Il problema però, concordano tutti, sta altrove. “L'Ustra e la Confederazione dovrebbero ristudiare il piano viario svizzero, che è fermo al palo da 30 anni. Basti pensare in Ticino alla terza corsia fra Lugano e Mendrisio. Una struttura che dovrebbe già essere pronta e invece dovremo attendere ancora decenni per vederla”, ci dice Censi. “L’A2-A13 sul Piano di Magadino, grazie al direttore del Dipartimento del territorio Claudio Zali, ora è riuscita a ricevere i finanziamenti da parte della Confederazione. Ma questo non basta”, dice Censi. “La Confederazione dovrà investire molti milioni per rendere adeguata l'infrastruttura stradale a livello svizzero. Siamo stati sorpassati da tutti i Paesi europeri su questo fronte”.
“Le nostre autostrade, soprattuto in certi tratti, per quanto riguarda la Svizzera Interna, il tratto San Gallo-Berna e Losanna-Ginevra e in Ticino la Lugano-Chiasso, sono tratti sottodimensionati”, dice Gazzola. “Abbiamo un numero di autoveicoli decisamente superiore alla reale capienza di questi tratti di autostrada. Stiamo pagano periodo di alla guida del DATEC di Moritz Leuenberger. Per lquanto riguardail  progetto di portare a tre corsie l'autostrada dell'Altipaino i lavori solo iniziati solo con l'era di Doris Leutahrd”. In Ticino però il dito non è da puntare unicamente su Berna. “Se ad ogni progetto dell'Ustra si avviano ricorsi e movimenti di protesta è evidente che gli uffici federali abbassano la priorità degli incarti”, ci dichiara Gazzola. “Se non ci si rende conto dell'importanza e della necessità di queste opere e le si contesta è evidente che da Berna dicano: 'mettetevi prima d'accordo'. L'esempio più eclatante è quello del collegamento A2-A13 sul piano di Magadino”.
La questione infrastrutturale è anche per Guggiari un punto centrale. “In Italia, a Milano, stanno facendo la quinta corsia. Da noi la norma sono due corsie, la terza è già un lusso”.
La terza corsia, si sa, non piace però agli ambientalisti. Più corsie è uguale a più inquinamento? “Non si vuole vedere che l'inquinamento generale in Svizzera è dato dal traffico solo per il 40%”, spiega Guggiari. “Meno della metà dunque. In secondo luogo i veicoli a benzina inquinano intorno al 90% in meno di una macchina di 30 anni fa. Sono semmai di motori diesel creano problemi". E dunque “basterebbe imporre ai camion gli standard Euro 5, abbandonare le automobili diesel e aumentare le corsie, e il problema sarebbe risolto. In sostanza ci vuole più volontà politica, oltre che ovviamente i necessari finanziamenti”. Le soluzioni alternative di certo non mancano, secondo il presidente dell'Unione degli automobilisti e motociclisti. “Un sistema abbastanza semplice potrebbe essere applicato alle dogane, con una tassa, anche solo di un franco, per chi arriva in auto da solo. Dopo un mese penso che tutti i frontalieri e non viaggerebbero almeno in due in auto, dimezzando il traffico”.

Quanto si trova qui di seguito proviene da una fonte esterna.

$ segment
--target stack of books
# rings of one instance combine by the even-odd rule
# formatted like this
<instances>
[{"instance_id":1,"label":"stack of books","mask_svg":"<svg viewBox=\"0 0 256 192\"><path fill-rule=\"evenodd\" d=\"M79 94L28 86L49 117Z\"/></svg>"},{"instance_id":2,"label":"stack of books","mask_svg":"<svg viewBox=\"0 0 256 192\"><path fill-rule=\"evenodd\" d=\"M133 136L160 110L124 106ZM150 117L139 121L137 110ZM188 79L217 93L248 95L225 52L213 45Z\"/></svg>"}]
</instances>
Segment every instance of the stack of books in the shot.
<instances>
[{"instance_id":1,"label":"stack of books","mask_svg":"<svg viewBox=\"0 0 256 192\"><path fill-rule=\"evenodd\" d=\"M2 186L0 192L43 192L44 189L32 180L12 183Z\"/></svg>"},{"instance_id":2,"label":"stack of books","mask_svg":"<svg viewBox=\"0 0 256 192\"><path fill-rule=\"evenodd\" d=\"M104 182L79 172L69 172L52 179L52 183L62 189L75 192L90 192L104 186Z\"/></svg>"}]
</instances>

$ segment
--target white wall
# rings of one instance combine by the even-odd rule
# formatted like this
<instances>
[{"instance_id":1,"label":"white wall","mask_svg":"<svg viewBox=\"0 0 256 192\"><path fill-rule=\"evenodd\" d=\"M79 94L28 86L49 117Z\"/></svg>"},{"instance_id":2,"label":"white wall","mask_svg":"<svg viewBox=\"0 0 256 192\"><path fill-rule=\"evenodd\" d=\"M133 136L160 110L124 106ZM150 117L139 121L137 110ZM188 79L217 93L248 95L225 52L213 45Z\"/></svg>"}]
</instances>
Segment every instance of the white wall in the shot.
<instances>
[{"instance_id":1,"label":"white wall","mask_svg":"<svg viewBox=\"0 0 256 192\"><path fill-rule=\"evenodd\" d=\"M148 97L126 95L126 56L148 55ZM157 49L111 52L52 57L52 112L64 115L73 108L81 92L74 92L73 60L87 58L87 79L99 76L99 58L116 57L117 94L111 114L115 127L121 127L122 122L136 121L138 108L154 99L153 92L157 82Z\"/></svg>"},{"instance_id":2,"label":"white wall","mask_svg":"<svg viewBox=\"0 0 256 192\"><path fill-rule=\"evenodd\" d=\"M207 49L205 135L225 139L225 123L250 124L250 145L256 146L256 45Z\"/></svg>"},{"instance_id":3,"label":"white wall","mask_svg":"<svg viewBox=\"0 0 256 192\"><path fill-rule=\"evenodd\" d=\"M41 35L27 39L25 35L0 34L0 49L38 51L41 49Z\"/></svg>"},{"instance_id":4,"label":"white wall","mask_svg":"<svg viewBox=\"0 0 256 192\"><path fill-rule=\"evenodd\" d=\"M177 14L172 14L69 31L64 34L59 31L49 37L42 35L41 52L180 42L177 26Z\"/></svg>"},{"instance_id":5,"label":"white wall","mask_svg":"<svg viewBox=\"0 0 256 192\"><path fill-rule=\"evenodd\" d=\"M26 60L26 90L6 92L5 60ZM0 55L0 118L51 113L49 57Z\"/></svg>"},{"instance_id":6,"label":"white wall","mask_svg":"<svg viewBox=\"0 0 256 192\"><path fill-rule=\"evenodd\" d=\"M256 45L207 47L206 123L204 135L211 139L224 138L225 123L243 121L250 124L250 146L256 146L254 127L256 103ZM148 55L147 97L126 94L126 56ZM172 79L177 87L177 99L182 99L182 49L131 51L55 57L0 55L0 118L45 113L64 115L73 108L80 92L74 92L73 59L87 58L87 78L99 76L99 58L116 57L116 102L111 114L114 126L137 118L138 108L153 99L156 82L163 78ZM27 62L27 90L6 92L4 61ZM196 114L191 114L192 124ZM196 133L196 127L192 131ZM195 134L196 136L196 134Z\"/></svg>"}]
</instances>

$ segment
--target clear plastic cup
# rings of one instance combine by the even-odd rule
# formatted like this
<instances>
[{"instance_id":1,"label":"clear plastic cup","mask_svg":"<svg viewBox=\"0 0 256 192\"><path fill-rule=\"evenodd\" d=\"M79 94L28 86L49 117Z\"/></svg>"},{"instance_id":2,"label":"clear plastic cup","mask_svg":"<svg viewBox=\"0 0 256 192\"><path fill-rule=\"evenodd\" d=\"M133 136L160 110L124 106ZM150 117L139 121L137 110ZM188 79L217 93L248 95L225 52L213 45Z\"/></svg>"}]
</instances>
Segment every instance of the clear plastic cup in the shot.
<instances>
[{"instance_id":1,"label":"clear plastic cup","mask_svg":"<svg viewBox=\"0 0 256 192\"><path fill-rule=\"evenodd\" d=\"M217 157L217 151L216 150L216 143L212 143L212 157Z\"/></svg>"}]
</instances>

Per quanto riguarda tutte queste soluzioni alternative, però non sembra muoversi molto. E nel frattempo giunge da Berna un'altra novità che rischia di scontentare gli automobilisti.  “Al Consiglio Nazionale si discute di aumentare ancora il prezzo della benzina”, fa notare Censi. “Gli automobilisti sono sempre più tassati, ma in contropartita non ricevono nulla, anzi, si abbassano ancora i limiti di velocità delle autostrade”.